For lunch our new Serb friends served up an entire roast pig, fresh from the butcher and carved up in several boxes of delicious crispy succulent goodness.
A noble end: the beast can rest proudly. Some of the Serbs had been avoiding meat for several days before Easter, and now busily began making up for it. The Serbs are great meat lovers, even more than the Hungarians or other carnivorous neighbors in the region. Also, they take their Easter eggs seriously. We were offered these nicely painted eggs several times over the course of the day, once after buying a couple rolls at a bakery. One egg would pretty much decimate the profit margin on that, I think.
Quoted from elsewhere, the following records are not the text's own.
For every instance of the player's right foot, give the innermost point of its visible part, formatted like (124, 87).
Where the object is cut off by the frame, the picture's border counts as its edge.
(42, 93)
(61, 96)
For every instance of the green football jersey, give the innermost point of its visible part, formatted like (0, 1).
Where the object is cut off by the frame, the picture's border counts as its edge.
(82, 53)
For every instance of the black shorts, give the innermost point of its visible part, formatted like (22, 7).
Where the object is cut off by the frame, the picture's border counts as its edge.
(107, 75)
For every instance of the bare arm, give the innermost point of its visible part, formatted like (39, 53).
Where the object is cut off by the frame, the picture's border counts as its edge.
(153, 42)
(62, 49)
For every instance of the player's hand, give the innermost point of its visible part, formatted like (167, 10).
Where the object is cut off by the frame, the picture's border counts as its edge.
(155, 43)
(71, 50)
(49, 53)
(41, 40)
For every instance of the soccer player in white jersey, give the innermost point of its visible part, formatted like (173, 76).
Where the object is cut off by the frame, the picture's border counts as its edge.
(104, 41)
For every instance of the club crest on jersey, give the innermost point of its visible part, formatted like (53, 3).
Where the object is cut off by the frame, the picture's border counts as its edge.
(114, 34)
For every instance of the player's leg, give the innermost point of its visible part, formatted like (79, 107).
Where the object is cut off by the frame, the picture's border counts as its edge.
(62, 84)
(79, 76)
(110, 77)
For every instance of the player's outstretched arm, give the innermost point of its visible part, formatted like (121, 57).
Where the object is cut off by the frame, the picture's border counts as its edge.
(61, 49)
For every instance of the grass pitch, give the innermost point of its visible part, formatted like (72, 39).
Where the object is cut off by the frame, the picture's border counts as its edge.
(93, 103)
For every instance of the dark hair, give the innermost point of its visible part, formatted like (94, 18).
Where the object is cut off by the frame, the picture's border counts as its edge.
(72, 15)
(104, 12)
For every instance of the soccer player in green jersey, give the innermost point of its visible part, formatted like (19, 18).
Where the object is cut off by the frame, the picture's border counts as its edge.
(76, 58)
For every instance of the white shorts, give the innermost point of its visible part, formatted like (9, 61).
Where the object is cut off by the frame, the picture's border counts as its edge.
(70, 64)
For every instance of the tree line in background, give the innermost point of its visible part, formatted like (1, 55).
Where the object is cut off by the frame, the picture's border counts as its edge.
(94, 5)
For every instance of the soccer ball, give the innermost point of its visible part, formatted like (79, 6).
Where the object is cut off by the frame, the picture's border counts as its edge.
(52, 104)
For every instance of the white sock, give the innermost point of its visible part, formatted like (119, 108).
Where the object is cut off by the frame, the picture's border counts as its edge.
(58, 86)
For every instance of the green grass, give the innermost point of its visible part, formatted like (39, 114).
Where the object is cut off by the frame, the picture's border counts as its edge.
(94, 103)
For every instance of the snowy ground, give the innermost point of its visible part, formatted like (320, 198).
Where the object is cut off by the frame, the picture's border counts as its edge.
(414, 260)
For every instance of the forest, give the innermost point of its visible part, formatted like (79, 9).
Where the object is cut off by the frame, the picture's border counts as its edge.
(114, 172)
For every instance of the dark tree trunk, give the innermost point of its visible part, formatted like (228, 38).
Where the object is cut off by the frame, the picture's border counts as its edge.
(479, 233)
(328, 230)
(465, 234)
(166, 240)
After lunch we settled down to watch the all-Serbia championship, cheering for the team that didn’t beat us the previous day. They got beat though, in an unusually low-scoring match. A family of English tourists or ex-pats out for an excursion wandered by during the match, asking whether they had stumbled on a mirage.
At the end, the Slovenians had to head home and many of the Serbs had family obligations to run home to for Easter, but the rest of us sat down for refreshments at a nearby café.
I was seated in a cluster of friendly Scots from Edinburgh, at the camera end of the table. At first I found it a bit difficult to understand them but with the help of the magic potion you see on the table, I could speak Scottish too. Since conversation seemed to revolve around sports, I got up the nerve to ask a question I had asked English sports fan before, but never a Scot: If countries like Belgium and Spain, which consider themselves to be composed of separate “nations” can field a single team for international soccer, wouldn’t the entire UK maximize its chances at success by abandoning the home nations approach and instead get all of its best players all on one team?
“Ooh Noo,” they answered, shaking their heads slowly, “That wouldn’t do at all. If we did that, then our best player would be fetching the water, the one from the Northern or Ireland would be giving the massages. It would be the end of Scottish football.”
So, basically, colonial resentment has hardened too much for attitudes to change anytime soon. Come to think of it, I wouldn’t want the English national football side playing for me either.
Goodbyes all around, it was back to the railroad station for the overnight train back home, where Adrian learned that Hungarian border guards do not accept crumpled tourist maps of Belgrade as identification valid for international travel and Steve showed all of us how to sleep with a half-full beer bottle in your hand without letting it fall. We, for our part, look forward to hosting everyone in Budapest soon.